The quaternion version of the look at is more expensive than the conversion from a look at matrix.

Just make a look at matrix, transpose it and convert to a quaternion and you have the result.


Just make a look at matrix, transpose it and convert to a quaternion and you have the result.

can you go into more depth about this if you don't mind sorry, still trying to get to grips with it all.

Use GLM lookAt :


detail::tmat4x4<T> glm::gtc::matrix_transform::lookAt
(
  detail::tvec3< T > const & eye,
  detail::tvec3< T > const & center,
  detail::tvec3< T > const & up
)

On your case the rotation matrix will be :


glm::mat4 RotationMatrix = glm::transpose(glm::lookAt(_position, otherposition, glm::vec3(0.0f, 1.0f, 0.0f)));

Now convert to quaternion if you use quaternion and not matrix for the representation of the rotation :


Rotation = glm::toQuat(RotationMatrix);

Arr thanks for the help :)

Something extra to consider:

While it may happen to be convenient that your OpenGL math functions do the same operations as your world manipulation math functions, I strongly recommend you consider them as distinct actions. Moving a game object should not be considered the same thing as the OpenGL rendering motion.

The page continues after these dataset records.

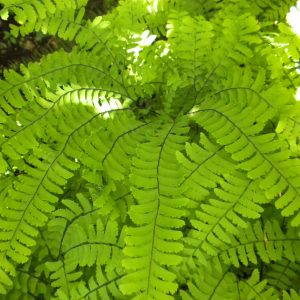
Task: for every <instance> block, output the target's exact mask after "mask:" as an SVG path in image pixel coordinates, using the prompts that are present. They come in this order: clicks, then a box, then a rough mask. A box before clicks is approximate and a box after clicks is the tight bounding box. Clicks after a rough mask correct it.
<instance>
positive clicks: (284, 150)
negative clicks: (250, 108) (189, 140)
mask: <svg viewBox="0 0 300 300" xmlns="http://www.w3.org/2000/svg"><path fill="white" fill-rule="evenodd" d="M207 104H208V105H207ZM248 108H249V107H248ZM249 109H250V108H249ZM260 109H261V107H258V108H257V109H256V110H254V109H251V112H250V111H247V109H244V107H243V106H240V105H239V104H238V103H235V102H234V101H231V102H229V103H226V104H225V103H222V104H221V103H218V104H215V103H212V102H211V100H209V101H207V103H206V104H205V105H204V104H203V105H202V107H201V108H200V109H197V110H195V112H192V114H195V115H196V117H195V120H196V122H197V123H198V124H199V125H200V126H203V127H204V128H205V129H206V130H207V131H208V132H210V133H211V134H212V135H213V137H214V138H215V139H216V141H217V142H218V143H219V144H221V145H223V146H225V148H224V149H225V150H226V151H227V152H229V153H230V154H231V157H232V158H233V159H234V160H235V161H237V162H239V168H241V169H243V170H245V171H247V173H248V177H249V178H251V179H258V178H261V181H260V184H259V185H260V188H261V189H263V190H264V191H265V193H266V196H267V198H268V199H274V198H275V197H279V198H278V200H277V201H276V207H277V208H280V209H282V215H283V216H291V215H295V217H294V219H293V221H292V224H293V225H294V226H297V225H299V224H300V213H299V208H300V205H299V201H298V200H299V196H300V194H299V184H298V182H299V168H298V165H299V160H297V159H290V158H289V157H290V152H289V150H288V149H287V147H286V145H285V144H284V143H283V142H281V141H280V140H279V139H276V136H275V134H272V133H268V134H260V135H258V133H259V132H260V131H261V130H262V129H263V125H264V124H265V122H266V120H267V119H268V118H269V116H268V115H267V116H266V115H265V111H261V110H260ZM295 166H296V167H295Z"/></svg>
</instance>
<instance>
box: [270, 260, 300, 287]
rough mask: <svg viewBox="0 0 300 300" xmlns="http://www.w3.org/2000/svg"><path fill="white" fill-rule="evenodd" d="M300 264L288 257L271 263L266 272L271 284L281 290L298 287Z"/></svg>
mask: <svg viewBox="0 0 300 300" xmlns="http://www.w3.org/2000/svg"><path fill="white" fill-rule="evenodd" d="M299 274H300V265H299V263H298V262H292V261H290V260H288V259H283V260H282V261H279V262H276V263H273V264H271V266H270V269H269V270H268V272H267V273H266V278H267V280H268V282H269V284H270V285H272V286H273V287H274V288H276V289H278V290H279V291H281V290H289V289H298V282H299Z"/></svg>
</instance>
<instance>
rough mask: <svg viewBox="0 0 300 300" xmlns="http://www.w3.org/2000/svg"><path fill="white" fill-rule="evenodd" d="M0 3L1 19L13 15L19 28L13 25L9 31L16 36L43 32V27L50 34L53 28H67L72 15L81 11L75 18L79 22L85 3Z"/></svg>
mask: <svg viewBox="0 0 300 300" xmlns="http://www.w3.org/2000/svg"><path fill="white" fill-rule="evenodd" d="M1 3H3V5H4V7H3V8H2V10H1V12H0V16H1V18H2V19H5V20H6V19H7V18H8V16H9V14H11V15H14V18H15V20H16V22H17V23H18V24H19V26H18V25H13V26H12V30H11V33H12V34H13V35H14V36H17V35H18V34H21V35H26V34H29V33H31V32H33V31H38V30H40V29H42V31H45V27H46V28H47V27H52V30H49V29H50V28H49V29H48V31H49V33H50V34H51V33H52V31H53V29H54V28H58V27H59V26H61V27H62V28H65V27H66V26H68V25H69V22H70V21H71V22H72V21H73V20H74V14H76V13H77V11H78V10H79V9H81V12H80V13H79V15H80V17H77V19H78V20H77V21H78V22H79V21H80V20H81V18H82V17H83V13H84V6H85V5H86V3H87V1H86V0H79V1H73V0H67V1H62V2H60V1H57V2H54V3H53V2H52V1H48V0H43V1H38V0H30V1H20V0H10V1H3V0H2V1H1Z"/></svg>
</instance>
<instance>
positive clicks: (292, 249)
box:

The objects being shown to the player have very little to do with the representation of game objects within a simulation, which also typically has very little to do with the objects inside a physics simulation. Yes the player can see the end results of the action, but it is a common mistake for beginners to equate graphics, physics, and simulator motions since the all happen to use the same branch of mathematics.

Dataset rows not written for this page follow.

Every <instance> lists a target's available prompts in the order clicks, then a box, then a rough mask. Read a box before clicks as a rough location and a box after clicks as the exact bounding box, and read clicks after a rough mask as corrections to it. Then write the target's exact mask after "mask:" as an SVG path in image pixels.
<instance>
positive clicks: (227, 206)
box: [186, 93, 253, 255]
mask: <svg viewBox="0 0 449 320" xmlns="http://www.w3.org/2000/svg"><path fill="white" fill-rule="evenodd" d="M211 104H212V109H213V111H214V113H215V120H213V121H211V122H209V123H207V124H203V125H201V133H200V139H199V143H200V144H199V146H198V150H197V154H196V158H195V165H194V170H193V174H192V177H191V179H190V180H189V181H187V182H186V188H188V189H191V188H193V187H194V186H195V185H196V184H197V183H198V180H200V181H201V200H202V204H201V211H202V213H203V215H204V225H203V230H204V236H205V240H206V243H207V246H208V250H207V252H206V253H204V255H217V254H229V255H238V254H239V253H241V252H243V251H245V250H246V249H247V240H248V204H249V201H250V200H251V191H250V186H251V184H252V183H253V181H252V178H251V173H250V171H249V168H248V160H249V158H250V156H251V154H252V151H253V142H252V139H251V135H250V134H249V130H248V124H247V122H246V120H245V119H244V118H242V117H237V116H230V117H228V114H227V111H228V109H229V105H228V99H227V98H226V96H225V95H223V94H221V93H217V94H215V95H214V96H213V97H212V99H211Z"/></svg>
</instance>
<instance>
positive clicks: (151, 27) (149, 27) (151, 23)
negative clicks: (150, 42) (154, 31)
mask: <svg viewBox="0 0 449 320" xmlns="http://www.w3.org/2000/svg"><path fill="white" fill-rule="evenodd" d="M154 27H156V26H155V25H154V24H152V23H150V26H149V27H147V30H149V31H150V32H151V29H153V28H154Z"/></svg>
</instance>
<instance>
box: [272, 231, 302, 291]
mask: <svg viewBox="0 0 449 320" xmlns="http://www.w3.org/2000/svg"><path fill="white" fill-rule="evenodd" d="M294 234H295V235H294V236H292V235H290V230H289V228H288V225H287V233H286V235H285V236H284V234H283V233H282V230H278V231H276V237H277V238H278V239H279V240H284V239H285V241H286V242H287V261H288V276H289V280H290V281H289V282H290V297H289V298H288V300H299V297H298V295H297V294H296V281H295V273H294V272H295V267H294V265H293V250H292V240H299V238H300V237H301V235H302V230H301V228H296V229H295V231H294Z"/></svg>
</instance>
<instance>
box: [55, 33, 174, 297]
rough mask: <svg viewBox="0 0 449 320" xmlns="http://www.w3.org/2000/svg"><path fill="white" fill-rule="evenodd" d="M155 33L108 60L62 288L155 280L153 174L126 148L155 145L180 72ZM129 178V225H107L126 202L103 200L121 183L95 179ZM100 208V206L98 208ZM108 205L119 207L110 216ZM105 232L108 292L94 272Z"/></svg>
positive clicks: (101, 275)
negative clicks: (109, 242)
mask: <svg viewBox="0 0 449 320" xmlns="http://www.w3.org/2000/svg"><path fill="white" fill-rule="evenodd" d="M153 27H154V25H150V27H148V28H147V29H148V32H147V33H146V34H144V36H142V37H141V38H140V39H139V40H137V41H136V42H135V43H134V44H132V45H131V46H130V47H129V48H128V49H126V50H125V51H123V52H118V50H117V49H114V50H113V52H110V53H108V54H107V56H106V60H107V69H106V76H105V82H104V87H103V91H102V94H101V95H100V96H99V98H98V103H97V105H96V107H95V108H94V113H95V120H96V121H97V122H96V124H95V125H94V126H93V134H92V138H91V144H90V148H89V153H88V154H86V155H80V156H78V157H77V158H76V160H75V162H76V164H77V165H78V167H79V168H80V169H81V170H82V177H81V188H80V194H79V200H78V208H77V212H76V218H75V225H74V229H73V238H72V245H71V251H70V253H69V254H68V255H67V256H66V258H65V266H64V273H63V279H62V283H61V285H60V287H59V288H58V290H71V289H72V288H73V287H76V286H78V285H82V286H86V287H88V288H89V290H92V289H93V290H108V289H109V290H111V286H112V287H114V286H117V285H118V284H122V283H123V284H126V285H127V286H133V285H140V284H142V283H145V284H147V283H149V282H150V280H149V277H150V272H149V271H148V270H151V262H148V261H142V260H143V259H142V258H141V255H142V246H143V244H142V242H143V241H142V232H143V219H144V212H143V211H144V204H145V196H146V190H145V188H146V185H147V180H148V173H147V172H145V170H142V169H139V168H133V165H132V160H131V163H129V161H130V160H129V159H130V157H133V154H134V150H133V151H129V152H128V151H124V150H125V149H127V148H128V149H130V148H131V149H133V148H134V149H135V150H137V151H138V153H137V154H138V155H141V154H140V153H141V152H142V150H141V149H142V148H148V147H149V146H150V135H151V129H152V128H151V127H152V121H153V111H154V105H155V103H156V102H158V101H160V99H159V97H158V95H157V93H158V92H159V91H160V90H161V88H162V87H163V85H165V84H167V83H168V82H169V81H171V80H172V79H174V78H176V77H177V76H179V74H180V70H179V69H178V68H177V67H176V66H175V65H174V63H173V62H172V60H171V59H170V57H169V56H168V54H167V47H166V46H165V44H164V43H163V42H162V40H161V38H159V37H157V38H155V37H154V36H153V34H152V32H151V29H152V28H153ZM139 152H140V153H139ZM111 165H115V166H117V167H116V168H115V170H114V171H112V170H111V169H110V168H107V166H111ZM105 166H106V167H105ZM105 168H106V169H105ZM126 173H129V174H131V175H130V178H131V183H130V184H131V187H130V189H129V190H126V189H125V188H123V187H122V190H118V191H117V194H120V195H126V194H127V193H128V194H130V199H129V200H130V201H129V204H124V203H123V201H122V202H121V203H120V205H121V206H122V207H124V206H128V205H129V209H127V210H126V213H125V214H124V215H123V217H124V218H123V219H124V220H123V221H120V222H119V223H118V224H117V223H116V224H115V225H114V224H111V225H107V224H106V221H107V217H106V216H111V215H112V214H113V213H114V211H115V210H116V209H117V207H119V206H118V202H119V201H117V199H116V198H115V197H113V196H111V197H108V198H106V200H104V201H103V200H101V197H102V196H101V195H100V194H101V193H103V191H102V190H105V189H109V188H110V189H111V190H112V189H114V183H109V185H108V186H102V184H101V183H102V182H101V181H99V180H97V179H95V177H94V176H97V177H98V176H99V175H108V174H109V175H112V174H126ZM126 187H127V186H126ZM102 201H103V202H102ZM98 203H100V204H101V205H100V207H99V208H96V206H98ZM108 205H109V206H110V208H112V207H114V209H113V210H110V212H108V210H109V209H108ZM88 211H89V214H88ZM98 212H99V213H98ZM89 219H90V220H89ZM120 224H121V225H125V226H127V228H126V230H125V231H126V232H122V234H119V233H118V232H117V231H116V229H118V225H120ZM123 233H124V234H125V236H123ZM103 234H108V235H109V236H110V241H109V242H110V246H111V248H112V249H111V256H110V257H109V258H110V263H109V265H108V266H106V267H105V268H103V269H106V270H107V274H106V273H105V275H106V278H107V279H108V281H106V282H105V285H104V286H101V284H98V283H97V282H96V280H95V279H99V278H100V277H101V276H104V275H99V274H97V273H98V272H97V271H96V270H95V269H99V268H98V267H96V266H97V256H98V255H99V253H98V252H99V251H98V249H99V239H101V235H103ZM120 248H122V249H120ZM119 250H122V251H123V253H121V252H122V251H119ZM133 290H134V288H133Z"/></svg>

Just because they happen to use the same type of math operations does not mean they are otherwise closely related.

The math operation you call "rotate to face a vector" is typically called "lerp" (a linear interpolation) or "slerp" (spherical linear interpolation), with the difference shown here. There are several similar and related interpolation functions with slight variations to compute cost and behavior. For example you can follow a less compute-expensive path through a quaternion where the vector out is the same but results in rotations, basically a partial barrel roll as the direction smoothly changes.

axis = cross(current, other)
angle = acos( dot(current, other) );

Form these you can create a rotation matrix/quat, if I understand the question correctly.

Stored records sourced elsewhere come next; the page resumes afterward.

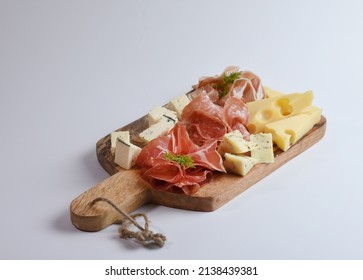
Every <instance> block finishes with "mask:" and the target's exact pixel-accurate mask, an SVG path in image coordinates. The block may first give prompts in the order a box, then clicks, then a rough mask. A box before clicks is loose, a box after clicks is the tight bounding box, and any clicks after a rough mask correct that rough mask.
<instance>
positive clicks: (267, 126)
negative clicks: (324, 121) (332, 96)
mask: <svg viewBox="0 0 363 280" xmlns="http://www.w3.org/2000/svg"><path fill="white" fill-rule="evenodd" d="M321 111H322V110H321V109H320V108H318V107H315V106H310V107H309V108H307V109H305V110H304V111H303V112H302V113H301V114H298V115H295V116H292V117H290V118H286V119H283V120H279V121H276V122H272V123H269V124H267V125H266V128H265V131H266V132H270V133H272V135H273V141H274V142H275V143H276V145H277V146H278V147H279V148H280V149H281V150H283V151H286V150H288V149H289V148H290V147H291V145H293V144H295V143H296V142H297V141H298V140H299V139H301V138H302V137H303V136H304V135H305V134H306V133H307V132H308V131H309V130H310V129H312V128H313V126H314V125H315V124H317V123H318V122H319V121H320V118H321Z"/></svg>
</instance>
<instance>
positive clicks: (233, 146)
mask: <svg viewBox="0 0 363 280" xmlns="http://www.w3.org/2000/svg"><path fill="white" fill-rule="evenodd" d="M255 148H257V144H256V143H254V142H250V141H247V140H245V139H243V135H242V133H241V132H240V131H239V130H235V131H232V132H229V133H227V134H225V135H224V137H223V139H222V142H221V144H220V145H219V148H218V152H219V153H220V154H221V155H222V156H223V155H224V154H225V153H231V154H244V153H247V152H249V151H251V150H253V149H255Z"/></svg>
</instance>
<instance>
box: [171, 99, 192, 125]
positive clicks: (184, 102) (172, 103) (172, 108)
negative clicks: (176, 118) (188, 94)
mask: <svg viewBox="0 0 363 280" xmlns="http://www.w3.org/2000/svg"><path fill="white" fill-rule="evenodd" d="M189 103H190V99H189V98H188V96H186V95H185V94H183V95H181V96H179V97H177V98H175V99H173V100H171V101H170V102H169V104H168V108H170V109H171V110H173V111H175V112H176V113H177V115H178V118H179V119H180V117H181V114H182V112H183V109H184V107H185V106H187V105H188V104H189Z"/></svg>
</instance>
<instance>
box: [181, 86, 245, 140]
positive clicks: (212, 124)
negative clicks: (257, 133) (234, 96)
mask: <svg viewBox="0 0 363 280" xmlns="http://www.w3.org/2000/svg"><path fill="white" fill-rule="evenodd" d="M181 121H182V122H183V123H184V124H185V125H186V127H187V130H188V132H189V135H190V138H191V139H192V141H193V142H194V143H196V144H198V145H199V146H201V145H203V144H204V143H206V142H208V141H211V140H218V141H219V140H221V139H222V138H223V136H224V134H226V133H227V132H230V131H232V130H236V129H238V130H239V131H241V133H242V135H243V136H244V138H245V139H246V140H248V139H249V133H248V131H247V129H246V128H245V125H247V122H248V113H247V107H246V104H245V103H244V102H243V100H242V99H239V98H237V97H229V98H228V99H227V101H226V102H225V104H224V106H223V107H222V106H220V105H217V104H214V103H213V102H212V101H211V99H210V98H209V95H207V94H206V93H205V92H200V94H199V96H197V97H196V98H195V99H193V100H192V101H191V102H190V103H189V104H188V105H187V106H186V107H185V108H184V110H183V113H182V116H181Z"/></svg>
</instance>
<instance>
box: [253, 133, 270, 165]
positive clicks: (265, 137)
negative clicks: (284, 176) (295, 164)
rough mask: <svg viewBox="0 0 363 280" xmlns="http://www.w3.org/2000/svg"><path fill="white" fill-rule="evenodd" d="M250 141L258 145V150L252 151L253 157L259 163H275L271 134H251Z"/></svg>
mask: <svg viewBox="0 0 363 280" xmlns="http://www.w3.org/2000/svg"><path fill="white" fill-rule="evenodd" d="M250 141H251V142H252V143H255V144H256V145H257V148H256V149H253V150H252V151H251V157H252V158H254V159H256V160H257V162H258V163H271V162H274V161H275V158H274V151H273V141H272V134H271V133H258V134H251V135H250Z"/></svg>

Just to ask another question, if the object i want to rotate to is directly above me (e.g. position = (0,0,0), otherposition = (0,5,0)) it comes back as error values (I'm guessing because of the matrix construction) is there any practical way around this? (this is with the look at function)

The direction and the up vector must not be parallel, check using a dot product and an epsilon then change the up to (1.0f, 0.0f, 0.0f) of the lookAt matrix.

Another option is to check if the cross product of the direction and the up is the vector (0.0f, 0.0f, 0.0f).